Diterbitkan Pada 20 Mar 2026
Pep Guardiola mendapat kesempatan untuk bermain permainan pikiran sebelum laga dengan pelatih rival Mikel Arteta, menjelang pertemuan Manchester City kontra Arsenal di final Piala Liga Inggris, Minggu.
Ia tak mau terpancing.
Rekomendasi Cerita
“Lihat apa yang terjadi di seluruh dunia,” kata Guardiola, Jumat. “Kita mengalami kekacauan luar biasa dan tak ada yang bergerak. Semuanya terjadi di balik layar. Dunia akan runtuh dan kita masih di sini membicarakan ‘seni gelap’.
Rujukan Guardiola pada “seni gelap” mengingatkan pada ketegangan antara kedua tim yang muncul usai pertandingan Liga Premier September 2024, ketika taktik Arsenal menuai kritik dari sejumlah pemain City setelah imbang 2-2.
Gelandang Bernardo Silva menyebut pemain Arsenal mendorong “batas-batas dari apa yang mungkin dilakukan.” Bek John Stones mengatakan mereka “memecah irama permainan.” Bek sayap Kyle Walker, yang kini tak lagi di City, lah yang mendeskripsikan taktik Arsenal yang dirasakan itu sebagai “seni gelap.”
Komentar itu mendorong Arteta merespons secara kriptis, dengan mengatakan ia memiliki “semua informasi” tentang City berkat masa jabatannya sebagai asisten Guardiola dari 2016-2019.
Guardiola balik meminta Arteta agar “lebih jelas maksudnya apa.”
Setahun setengah kemudian, Guardiola tak berminat membangkitkan kembali perdebatan itu.
“Ada wasit yang menangani hal-hal semacam ini,” ujarnya.
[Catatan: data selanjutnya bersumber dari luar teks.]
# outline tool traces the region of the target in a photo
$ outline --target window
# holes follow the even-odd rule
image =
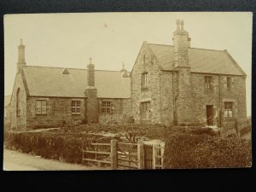
[[[102,113],[108,114],[111,112],[111,102],[102,102]]]
[[[230,89],[231,88],[231,78],[227,77],[227,88]]]
[[[81,102],[80,101],[72,101],[71,104],[71,113],[81,113],[80,112],[81,108]]]
[[[224,117],[232,118],[233,110],[232,110],[233,102],[224,102]]]
[[[46,100],[38,100],[36,102],[37,113],[45,114],[46,113]]]
[[[142,88],[148,87],[148,73],[142,73]]]
[[[149,119],[150,117],[150,102],[141,103],[141,115],[143,120]]]
[[[205,85],[206,85],[206,90],[210,90],[212,88],[212,77],[211,76],[205,77]]]
[[[17,94],[16,94],[16,115],[17,115],[17,117],[20,116],[20,88],[18,88]]]

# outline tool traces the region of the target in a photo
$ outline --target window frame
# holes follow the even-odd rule
[[[142,120],[149,120],[151,118],[151,111],[150,111],[151,102],[141,102],[141,118]]]
[[[110,114],[111,113],[111,102],[103,101],[102,102],[102,113]]]
[[[205,76],[205,90],[212,90],[212,76]]]
[[[39,103],[39,105],[38,105]],[[38,110],[40,109],[40,110]],[[47,113],[47,100],[40,99],[36,101],[36,113],[46,114]]]
[[[81,114],[81,101],[71,101],[71,113]]]
[[[148,73],[144,72],[141,74],[141,86],[142,89],[147,89],[148,86]]]
[[[231,77],[227,77],[226,78],[226,83],[227,83],[227,89],[230,90],[231,89]]]
[[[227,119],[234,117],[232,102],[224,102],[224,117]]]

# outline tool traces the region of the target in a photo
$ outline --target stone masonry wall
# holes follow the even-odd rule
[[[145,64],[143,59],[145,55]],[[154,56],[147,46],[143,46],[131,73],[131,111],[135,123],[160,123],[161,110],[160,99],[160,73]],[[148,88],[141,87],[141,74],[148,73]],[[143,102],[150,102],[150,119],[141,121],[140,105]]]
[[[46,100],[46,113],[36,113],[36,101]],[[80,113],[72,113],[72,101],[80,101]],[[84,119],[84,99],[64,97],[32,97],[27,99],[27,129],[59,127],[63,121],[74,125]]]
[[[111,113],[102,113],[102,102],[111,102]],[[98,99],[99,123],[130,123],[131,99]]]
[[[20,89],[20,115],[17,117],[16,103],[17,90]],[[11,129],[14,131],[26,131],[26,93],[22,82],[21,73],[17,73],[11,97]]]
[[[172,90],[172,73],[162,72],[160,75],[161,123],[166,125],[173,125],[174,121]]]
[[[212,77],[212,89],[205,89],[205,76]],[[231,89],[227,89],[226,78],[231,77]],[[213,124],[218,125],[219,108],[222,108],[223,117],[224,102],[233,102],[233,117],[238,120],[245,119],[246,112],[246,90],[245,79],[241,76],[220,75],[220,96],[219,102],[218,75],[191,73],[192,88],[192,114],[195,123],[207,124],[207,105],[213,105]],[[233,118],[233,119],[234,119]]]

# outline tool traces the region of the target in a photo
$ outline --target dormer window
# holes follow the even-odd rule
[[[148,88],[148,73],[142,73],[142,89]]]

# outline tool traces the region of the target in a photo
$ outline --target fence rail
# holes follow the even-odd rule
[[[84,161],[97,162],[99,166],[102,163],[110,164],[112,169],[163,168],[164,147],[160,145],[144,144],[142,142],[118,143],[116,140],[111,140],[111,143],[91,143],[91,146],[94,150],[82,150]],[[95,154],[94,158],[89,158],[90,154]]]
Memang, manajer City itu justru memuji evolusi dan “solidaritas” Arsenal, yang berpeluang memenangkan empat trofi musim ini selaku pemuncak Liga Premier dengan unggul sembilan poin, serta telah melaju ke perempat final Liga Champions dan Piala FA.
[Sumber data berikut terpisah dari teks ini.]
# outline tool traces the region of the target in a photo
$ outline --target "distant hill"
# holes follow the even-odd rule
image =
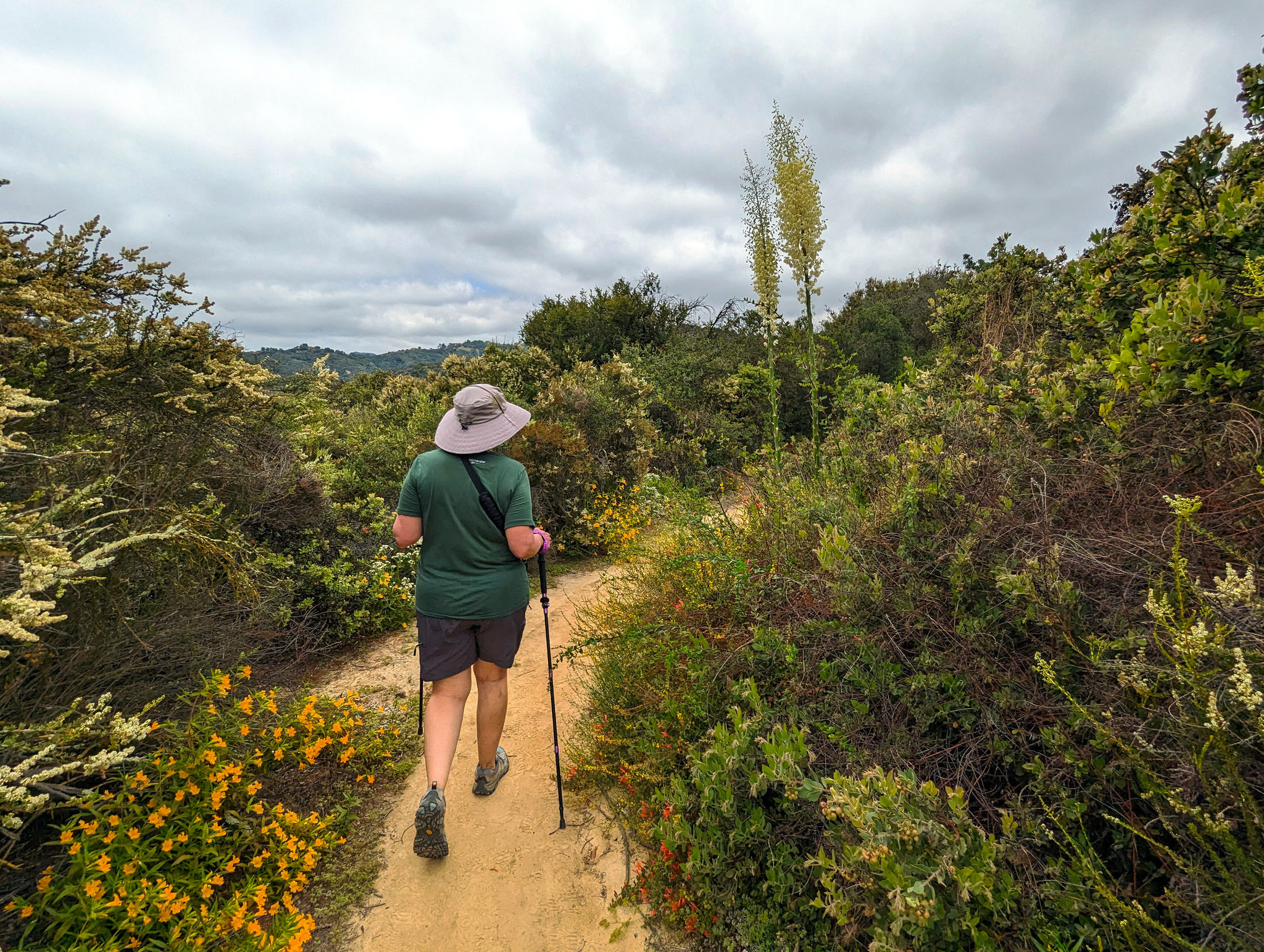
[[[322,357],[329,355],[326,367],[337,373],[339,377],[355,377],[360,373],[373,370],[392,370],[394,373],[423,374],[426,370],[439,367],[445,357],[456,354],[459,357],[478,357],[487,348],[485,340],[466,340],[461,344],[440,344],[437,348],[408,348],[407,350],[392,350],[387,354],[364,354],[351,351],[346,354],[330,348],[313,348],[310,344],[300,344],[296,348],[263,348],[263,350],[246,350],[241,357],[252,364],[263,364],[273,373],[287,377],[300,370],[310,370],[312,364]]]

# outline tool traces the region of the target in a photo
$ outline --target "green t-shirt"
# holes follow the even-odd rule
[[[516,459],[470,456],[479,479],[504,513],[504,527],[535,526],[531,483]],[[527,566],[478,502],[461,458],[444,450],[412,461],[399,489],[401,516],[421,517],[417,612],[432,618],[502,618],[531,601]]]

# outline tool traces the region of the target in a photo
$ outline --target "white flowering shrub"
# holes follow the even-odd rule
[[[1167,580],[1145,601],[1152,619],[1131,652],[1103,661],[1125,690],[1126,709],[1101,709],[1072,694],[1048,660],[1036,655],[1047,684],[1091,727],[1097,750],[1111,751],[1131,775],[1135,808],[1100,814],[1122,837],[1149,845],[1165,881],[1158,901],[1141,903],[1110,871],[1081,824],[1049,810],[1072,867],[1110,913],[1131,948],[1193,948],[1196,928],[1211,948],[1258,948],[1264,932],[1264,603],[1251,566],[1232,565],[1212,588],[1192,578],[1182,544],[1201,502],[1169,498],[1176,541]],[[1213,540],[1210,540],[1213,541]],[[1063,756],[1074,759],[1068,747]],[[1050,831],[1052,832],[1052,831]],[[1116,839],[1116,842],[1120,842]]]
[[[104,778],[138,760],[137,742],[157,727],[110,707],[110,695],[70,709],[39,724],[0,724],[0,828],[14,838],[27,821],[56,807],[85,803],[91,791],[73,785]]]
[[[21,432],[10,427],[51,406],[0,378],[0,460],[25,450]],[[53,498],[49,498],[53,497]],[[100,506],[88,491],[21,503],[0,503],[0,678],[18,665],[39,664],[39,630],[63,621],[57,599],[67,585],[90,582],[114,554],[150,539],[171,537],[179,527],[133,534],[92,546],[92,531],[81,513]],[[83,551],[76,551],[81,549]],[[150,731],[144,711],[124,717],[110,695],[82,704],[77,699],[43,723],[0,723],[0,832],[10,839],[32,818],[57,807],[83,803],[80,784],[134,760],[135,745]],[[155,702],[157,703],[157,702]]]

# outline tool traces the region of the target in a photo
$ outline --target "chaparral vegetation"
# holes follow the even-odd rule
[[[1264,946],[1239,81],[1245,137],[1208,113],[1078,257],[1006,235],[846,298],[776,109],[750,301],[646,273],[426,373],[277,375],[100,223],[0,229],[0,944],[312,941],[417,699],[305,673],[411,619],[398,480],[485,382],[532,410],[506,451],[560,556],[624,563],[566,652],[568,772],[643,847],[617,901],[656,942]]]

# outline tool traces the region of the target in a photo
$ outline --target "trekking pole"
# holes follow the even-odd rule
[[[557,770],[557,829],[566,828],[566,812],[561,805],[561,752],[557,748],[557,699],[552,687],[552,645],[549,641],[549,582],[545,574],[545,550],[540,550],[540,607],[545,612],[545,651],[549,655],[549,708],[554,718],[554,766]]]

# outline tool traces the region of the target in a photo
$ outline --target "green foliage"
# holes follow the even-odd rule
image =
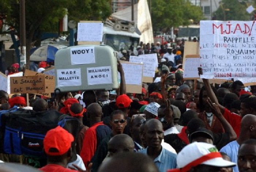
[[[187,0],[152,0],[151,19],[154,30],[187,25],[192,19],[198,22],[203,18],[201,8]]]
[[[246,3],[237,0],[222,0],[215,13],[218,20],[248,20],[251,15],[246,11]]]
“Tim yang luar biasa,” katanya. “Ini tantangan besar bagi kami untuk mengukur level kita.”
Arteta mengatakan hubungannya dengan Guardiola “harus” berubah karena mereka kini menangani tim yang telah menjadi rival besar.
“Tapi perasaan saya terhadapnya, waktu yang kami habiskan bersama, dan apa yang dilakukannya untuk saya – inspirasi yang dia berikan sejak saya muda – itu tidak akan pernah berubah,” kata Arteta.